The Pharisees were part of a Jewish community that clung to the Old Testament promise to the Jews that if they remained faithful to God’s law they would receive a new kingdom.
However, as is the bad habit of all humans, ancient Israel failed to observe the conditions that they should remain obedient to God and observe His commandments, something that we fail at every day. And this unfaithfulness became so ingrained in them that they just lost sight of the fact that they were being unfaithful. They had forgotten that there was a condition to the promise. They had forgotten that just as God had made a promise to them, they had also made a promise to God that they would remain faithful and obedient. And so they were unfaithful. They worshipped false gods, they believed false prophets, they put more faith in themselves and their best efforts than they did in their Creator.
They failed miserably at their conditions, but of course they did not forget to expect God to live up to His. They expected God to give them the kingdom that He had promised them if they had remained faithful to Him, even though they failed miserably at every turn.
But then along comes the Son of God, the Son of man, the Word incarnate, the Word made flesh, Christ Jesus exposing them for the hypocrites and sinners that they were. The Pharisees were the religious leaders of the day. They were no doubt considered by some to be the picture of righteousness.
But the Pharisees had come to believe in a righteousness based on the law and not on faith. They clung to their status as sons of Abraham, but they forgot that it was Abraham’s faith that was reckoned to him as righteousness and not his good works or his piety or his adherence to the law.
But they were simply guilty of the same thing that we are guilty of everyday. In spite of their lack of faith, the Pharisees thought that they were entitled to the kingdom that God had promised. And so it is with us.
As I said, we are in the midst of a presidential campaign. Soon we will be electing another "emperor." And this has been, although as I said earlier a typical election in one respect. In another respect, it has indeed been an interesting election because we have both sides singing the virtues of bringing change to Washington. But what kind of change are they promising? How are they trying to win our vote? How are they trying to woo us to their side? It is primarily by promising that they are not going to be taking as much from us as their opponent. We are in the midst of an economic crisis, and yet both sides seem to be promising that they are not going to raise any taxes and that they are the one who can save our pensions and fix the economy.

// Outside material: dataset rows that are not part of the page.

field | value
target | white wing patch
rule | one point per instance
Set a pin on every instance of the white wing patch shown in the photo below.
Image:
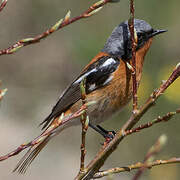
(108, 80)
(108, 62)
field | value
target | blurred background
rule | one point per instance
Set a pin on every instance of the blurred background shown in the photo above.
(37, 74)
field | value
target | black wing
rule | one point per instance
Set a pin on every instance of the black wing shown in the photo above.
(97, 75)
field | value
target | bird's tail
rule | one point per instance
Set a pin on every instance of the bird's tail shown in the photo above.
(30, 155)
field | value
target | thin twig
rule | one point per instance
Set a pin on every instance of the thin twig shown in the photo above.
(164, 118)
(156, 148)
(2, 93)
(85, 122)
(138, 165)
(60, 24)
(94, 166)
(3, 4)
(133, 45)
(60, 121)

But this just shows that the candidates know our human nature. They know that, for most of us, the decision who we vote for (if we vote) is going to come down to which candidate we believe is going to make life better for us.
At the end of the day, we are just like the Pharisees and the Herodians, all of us, running from our own accountability, searching for that kingdom that we all think that we are entitled to, whether we are trying to find it in a political candidate or money or possessions or work or status or whatever other idols we create; it is all a reflection of our desire to usher in God’s kingdom through our own efforts and timing and in the way in which we desire, even though our Lord Jesus has made it clear that His kingdom is not of this world and that only the Father knows when the Son will return and establish His eternal kingdom.
And it is this desire that led to the Pharisees and Herodians trying to trap Jesus. But He would not be trapped. In fact His answer exposes the Pharisees and Herodians for the hypocrites that they are. You see, Jesus’ answer reveals the reality that God’s people live simultaneously in two kingdoms; the earthly kingdom and the spiritual kingdom. Both of them are established by God. The earthly is a part of ‘the old’ that is being done away with and the spiritual is a part of the ‘all things new’ that comes about through the power of God’s Word.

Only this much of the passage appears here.